Gegner wirft VN Vorsatz vor: Haftpflicht leistungsfrei

Das Problem, dass der Gegner des VN durch Behauptungen die Leistungspflicht des Versicherers möglicherweise beeinflussen kann, kennen wir aus der Rechtsschutzversicherung. Allerdings besteht dieses Problem auch in der Haftpflichtversicherung, wie der OGH jüngst auch bestätigte (OGH 7 Ob 131/21x, versdb 2021, 60).

 

 

Die Bestimmungen in den Bedingungen lauteten auszugsweise:

 

Artikel 11

Versicherungsfall und Versicherungsschutz

1. Versicherungsfall

 

Versicherungsfall ist ein Schadenereignis, das dem privaten Risikobereich (siehe Artikel 12, Punkt 1.) entspringt und aus welchem dem Versicherungsnehmer Schadenersatzverpflichtungen (Punkt 2.) erwachsen oder erwachsen könnten.

[…]

 

Artikel 17

Ausschlüsse vom Versicherungsschutz

Nicht versichert sind:

[...]

3. Schadenersatzverpflichtungen der Personen, die den Schaden, für den sie von einem Dritten verantwortlich gemacht werden, rechtswidrig und vorsätzlich herbeigeführt haben. Dem Vorsatz wird gleichgehalten eine Handlung oder Unterlassung, bei welcher der Schadenseintritt mit Wahrscheinlichkeit erwartet werden musste, jedoch in Kauf genommen wurde.“

 

 

Fall und Entscheidung des OGH: 

 

Im vorliegenden Fall behauptet der Geschädigte sowohl im Anspruchsschreiben als auch in seiner während des Deckungsprozesses erhobenen Klage gegen den mitversicherten Ehegatten des VN, dass ihm dieser mit einer schweren Eisenstange mehrere Schläge gegen den Kopf versetzt habe. Darin liegt die Behauptung einer Vorsatztat. Da der Geschädigte seinen Schadenersatzanspruch auf eine Vorsatztat stützt, ist die Deckung nach Art 17.3 ABH 2016 ausgeschlossen.

 

Im vorliegenden Verfahren wird nur die Deckung des vom Geschädigten erhobenen Anspruchs formal, ohne den zugrundeliegenden Lebenssachverhalt, geprüft. Ergibt die Prüfung des Lebenssachverhalts im Haftpflichtprozess einen anderen (gedeckten) Anspruch, so steht diesem der Ausgang des vorliegenden Deckungsprozesses nicht entgegen.

 

 

Anmerkung:

 

In die gleiche Richtung zielte bereits eine Entscheidung des OGH aus dem Jahr 2019 (versdb 2019, 27).

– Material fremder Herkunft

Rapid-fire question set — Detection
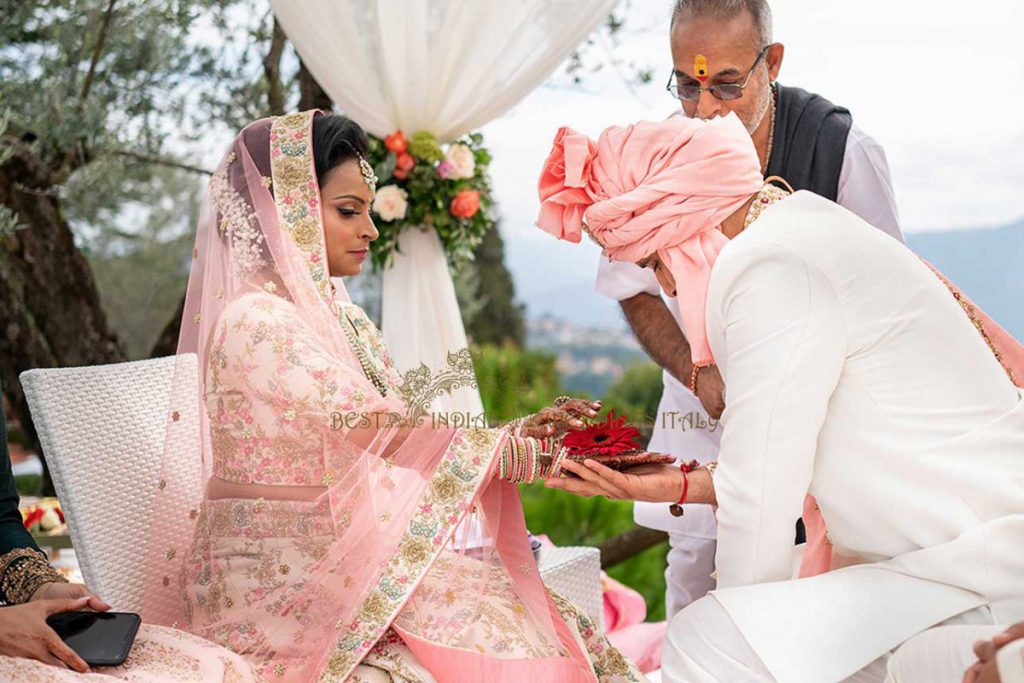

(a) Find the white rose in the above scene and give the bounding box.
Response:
[444,142,476,180]
[374,185,409,220]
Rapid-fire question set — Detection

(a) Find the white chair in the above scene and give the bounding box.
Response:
[20,354,202,621]
[20,355,604,625]
[538,546,604,629]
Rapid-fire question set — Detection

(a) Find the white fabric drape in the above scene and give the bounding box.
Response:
[270,0,617,415]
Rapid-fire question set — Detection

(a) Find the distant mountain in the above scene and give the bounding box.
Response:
[906,220,1024,340]
[507,219,1024,340]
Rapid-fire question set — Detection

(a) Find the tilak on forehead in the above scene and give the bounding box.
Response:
[693,54,708,83]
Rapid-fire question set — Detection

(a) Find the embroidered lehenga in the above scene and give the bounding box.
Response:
[143,113,642,681]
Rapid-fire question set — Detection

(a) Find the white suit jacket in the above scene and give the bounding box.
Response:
[622,124,903,539]
[708,191,1024,683]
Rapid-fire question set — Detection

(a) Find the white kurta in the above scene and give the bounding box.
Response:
[596,125,903,581]
[683,191,1024,683]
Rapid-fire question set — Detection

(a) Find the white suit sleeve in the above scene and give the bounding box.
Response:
[995,640,1024,683]
[836,126,903,242]
[709,245,846,589]
[594,256,662,301]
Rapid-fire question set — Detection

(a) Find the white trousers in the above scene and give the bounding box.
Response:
[665,532,718,621]
[662,595,995,683]
[662,595,888,683]
[886,625,1024,683]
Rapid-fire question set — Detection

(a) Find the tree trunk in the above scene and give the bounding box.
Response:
[150,294,185,358]
[0,137,130,493]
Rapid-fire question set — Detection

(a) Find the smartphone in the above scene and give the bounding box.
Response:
[46,611,142,667]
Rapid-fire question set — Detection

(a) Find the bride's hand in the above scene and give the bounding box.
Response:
[544,459,683,503]
[519,398,601,438]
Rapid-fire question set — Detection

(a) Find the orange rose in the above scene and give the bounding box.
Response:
[384,130,409,155]
[391,152,416,180]
[451,189,480,218]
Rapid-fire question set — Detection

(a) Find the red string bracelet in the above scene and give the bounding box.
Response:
[669,460,700,517]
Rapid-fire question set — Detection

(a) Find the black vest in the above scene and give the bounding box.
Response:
[766,85,853,202]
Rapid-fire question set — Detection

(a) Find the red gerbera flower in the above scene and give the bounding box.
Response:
[562,411,640,456]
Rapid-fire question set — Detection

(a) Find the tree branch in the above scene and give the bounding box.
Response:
[105,150,213,175]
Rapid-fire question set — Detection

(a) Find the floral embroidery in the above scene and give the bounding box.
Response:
[549,591,645,683]
[322,430,502,680]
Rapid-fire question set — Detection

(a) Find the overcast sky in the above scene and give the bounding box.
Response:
[483,0,1024,321]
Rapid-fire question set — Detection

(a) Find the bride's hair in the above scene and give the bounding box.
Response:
[313,114,370,187]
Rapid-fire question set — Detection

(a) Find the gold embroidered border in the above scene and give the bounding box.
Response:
[929,264,1017,385]
[270,111,335,307]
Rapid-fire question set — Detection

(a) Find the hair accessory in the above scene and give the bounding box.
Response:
[355,152,379,195]
[693,54,708,83]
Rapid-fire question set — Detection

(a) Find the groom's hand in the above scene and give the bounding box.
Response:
[697,366,725,420]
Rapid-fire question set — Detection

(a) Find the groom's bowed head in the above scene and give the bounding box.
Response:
[537,114,764,365]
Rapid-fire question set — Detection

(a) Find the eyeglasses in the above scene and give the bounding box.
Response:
[665,45,771,102]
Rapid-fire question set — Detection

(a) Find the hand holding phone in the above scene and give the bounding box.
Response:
[0,597,89,673]
[46,611,141,667]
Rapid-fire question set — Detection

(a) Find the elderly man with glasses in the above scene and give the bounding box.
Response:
[597,0,902,618]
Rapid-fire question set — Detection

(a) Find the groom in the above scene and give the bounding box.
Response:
[597,0,902,618]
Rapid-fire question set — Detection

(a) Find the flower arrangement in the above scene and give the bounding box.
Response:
[20,498,65,533]
[369,130,495,268]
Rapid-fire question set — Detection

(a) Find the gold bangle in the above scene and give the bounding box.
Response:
[690,364,703,396]
[0,548,68,605]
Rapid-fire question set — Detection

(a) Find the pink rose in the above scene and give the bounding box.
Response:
[451,189,480,218]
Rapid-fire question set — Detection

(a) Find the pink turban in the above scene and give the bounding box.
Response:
[537,115,764,365]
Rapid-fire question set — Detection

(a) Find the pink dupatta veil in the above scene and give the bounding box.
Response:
[143,112,593,681]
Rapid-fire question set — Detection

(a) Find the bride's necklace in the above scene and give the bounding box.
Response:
[743,176,792,230]
[761,86,778,175]
[328,281,387,396]
[339,306,387,396]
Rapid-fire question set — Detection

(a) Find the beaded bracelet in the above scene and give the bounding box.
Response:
[669,460,699,517]
[0,548,68,605]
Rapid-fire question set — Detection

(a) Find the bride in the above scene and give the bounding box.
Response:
[143,112,643,681]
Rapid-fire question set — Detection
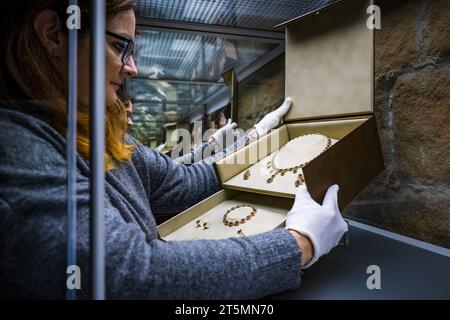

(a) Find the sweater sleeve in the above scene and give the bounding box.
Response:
[130,143,219,214]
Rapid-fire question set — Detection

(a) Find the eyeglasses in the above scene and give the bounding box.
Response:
[106,30,134,65]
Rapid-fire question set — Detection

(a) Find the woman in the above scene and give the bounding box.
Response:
[0,0,346,299]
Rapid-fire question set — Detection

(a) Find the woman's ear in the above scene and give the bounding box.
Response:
[34,9,66,58]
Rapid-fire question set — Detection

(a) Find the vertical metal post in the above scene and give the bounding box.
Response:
[90,0,106,300]
[222,68,239,123]
[66,0,78,300]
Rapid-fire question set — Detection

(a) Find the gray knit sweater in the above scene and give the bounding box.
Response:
[0,108,301,299]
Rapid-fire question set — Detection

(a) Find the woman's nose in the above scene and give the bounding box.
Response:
[123,56,138,77]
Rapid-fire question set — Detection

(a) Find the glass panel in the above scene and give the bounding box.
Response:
[128,29,280,146]
[136,30,278,82]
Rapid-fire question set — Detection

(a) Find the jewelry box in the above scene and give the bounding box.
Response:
[159,0,384,240]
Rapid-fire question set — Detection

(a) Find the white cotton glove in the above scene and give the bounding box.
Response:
[286,184,348,268]
[255,97,292,138]
[208,119,237,147]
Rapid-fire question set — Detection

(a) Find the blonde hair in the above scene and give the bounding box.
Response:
[0,0,135,170]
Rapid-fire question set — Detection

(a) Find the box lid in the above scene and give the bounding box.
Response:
[277,0,374,122]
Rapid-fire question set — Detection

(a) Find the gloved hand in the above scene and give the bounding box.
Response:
[255,97,292,138]
[286,184,348,268]
[208,119,237,148]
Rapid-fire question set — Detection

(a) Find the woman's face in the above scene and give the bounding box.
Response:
[78,10,137,105]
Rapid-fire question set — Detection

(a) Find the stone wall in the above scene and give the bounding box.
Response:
[345,0,450,248]
[240,0,450,248]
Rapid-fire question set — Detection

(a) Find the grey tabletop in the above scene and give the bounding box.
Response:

Der OGH begründet die damalige Entscheidung so: Grundsätzlich ist nach bisheriger Rechtsprechung der Deckungsanspruch des Haftpflichtversicherten durch das versicherte Risiko spezialisiert und von dem vom Geschädigten erhobenen Anspruch abhängig, dh unter Zugrundelegung des vom Geschädigten behaupteten Sachverhalts. Von diesem Grundsatz ist (auch beim vorweggenommenen Deckungsprozess) nicht abzugehen, andernfalls hätte es der VN in der Hand durch bloße, dem Anspruch des Geschädigten widersprechende, Behauptungen Deckung zu erlangen. Grundlage für die Prüfung, ob ein gedeckter Versicherungsfall vorliegt, ist daher der geltend gemachte Anspruch ausgehend von den vom Geschädigten behaupteten Sachverhalt.

 

Interessant ist in diesem Zusammenhang auch eine aktuelle Entscheidung des BGH Deutschland aus dem Jahr 2021, wo es um die zeitliche Einordnung des Verstoßzeitpunktes in der Rechtsschutzversicherung aufgrund der Gegnerbehauptung ging: Die Klausel ist lt. BGH für den Kunden zwar verständlich, benachteiligt ihn aber unangemessen. VN vertrauten darauf, dass sie als Gegenleistung der Prämienzahlung geschützt würden. Der BGH betonte, dass die darin liegende "Solidaritätszusage" nur eingelöst werde, wenn der Eintritt des Versicherungsfalls vom Standpunkt des Versicherten aus geprüft werde. Ansonsten könne der Gegner mit bloßen Behauptungen dem Rechtsschutz den Boden entziehen.

 

Legt man dieses Ergebnis auf die Anwendung von Ausschlüssen aufgrund von Behauptungen des Gegners in der Haftpflichtversicherung um, dann kann auch diese Einschränkung unter Umständen den VN gröblich benachteiligen und somit unzulässig sein.